EnvMem also tries not to assert anything about the balance of old- and
new-generation objects. In a tightly-optimized application you'd
expect old objects to dominate, while an application that generates a
lot of transient garbage may need different settings. It's possible to
balance MALLOC_LIMIT settings with OLDMALLOC_LIMIT settings to
affect this, but EnvMem doesn't try to.
Similarly, you may want a much smaller FREE_SLOTS ratio with a more
mature, more tightly-tuned application. EnvMem doesn't look at this,
either.
Development
After checking out the repo, run bin/setup
to install dependencies. Then, run rake test
to run the tests. You can also run bin/console
for an interactive prompt that will allow you to experiment.

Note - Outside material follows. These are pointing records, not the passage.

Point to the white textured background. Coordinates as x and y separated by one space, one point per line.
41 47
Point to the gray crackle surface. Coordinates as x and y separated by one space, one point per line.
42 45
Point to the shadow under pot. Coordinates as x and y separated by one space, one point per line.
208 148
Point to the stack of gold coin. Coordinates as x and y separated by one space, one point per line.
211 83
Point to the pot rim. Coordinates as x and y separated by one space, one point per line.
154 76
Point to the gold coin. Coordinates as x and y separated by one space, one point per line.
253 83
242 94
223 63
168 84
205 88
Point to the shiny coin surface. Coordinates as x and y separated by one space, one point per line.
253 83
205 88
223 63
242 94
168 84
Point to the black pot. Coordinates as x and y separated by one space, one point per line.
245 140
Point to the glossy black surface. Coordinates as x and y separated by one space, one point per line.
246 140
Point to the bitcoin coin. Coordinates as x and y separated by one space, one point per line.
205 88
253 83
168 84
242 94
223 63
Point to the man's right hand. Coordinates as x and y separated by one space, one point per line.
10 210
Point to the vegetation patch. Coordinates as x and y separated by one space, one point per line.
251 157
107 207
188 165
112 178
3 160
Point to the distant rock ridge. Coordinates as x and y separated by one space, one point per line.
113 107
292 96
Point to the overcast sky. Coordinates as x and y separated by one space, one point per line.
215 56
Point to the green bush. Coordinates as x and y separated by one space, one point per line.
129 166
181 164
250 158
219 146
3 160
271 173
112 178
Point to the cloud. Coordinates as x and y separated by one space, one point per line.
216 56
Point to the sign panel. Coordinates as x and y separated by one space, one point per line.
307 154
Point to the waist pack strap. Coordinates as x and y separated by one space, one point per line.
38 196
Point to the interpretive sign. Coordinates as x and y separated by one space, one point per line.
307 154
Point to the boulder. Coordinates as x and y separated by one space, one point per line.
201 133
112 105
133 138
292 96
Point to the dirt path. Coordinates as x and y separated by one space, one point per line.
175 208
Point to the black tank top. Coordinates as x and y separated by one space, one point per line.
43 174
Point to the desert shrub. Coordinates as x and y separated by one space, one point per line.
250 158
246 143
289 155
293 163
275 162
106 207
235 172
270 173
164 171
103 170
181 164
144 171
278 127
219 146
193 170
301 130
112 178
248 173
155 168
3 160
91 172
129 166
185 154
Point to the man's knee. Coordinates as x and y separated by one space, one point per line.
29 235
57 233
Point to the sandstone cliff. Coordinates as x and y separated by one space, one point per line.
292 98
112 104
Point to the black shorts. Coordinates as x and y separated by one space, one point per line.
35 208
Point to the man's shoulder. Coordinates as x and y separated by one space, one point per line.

To install this gem onto your local machine, run bundle exec rake install
. To release a new version, update the version number in version.rb
, and then run bundle exec rake release
, which will create a git tag for the version, push git commits and tags, and push the .gem
file to rubygems.org.
Contributing
Bug reports and pull requests are welcome on GitHub at https://github.com/noahgibbs/env_mem. This project is intended to be a safe, welcoming space for collaboration, and contributors are expected to adhere to the Contributor Covenant code of conduct.
License
The gem is available as open source under the terms of the MIT License.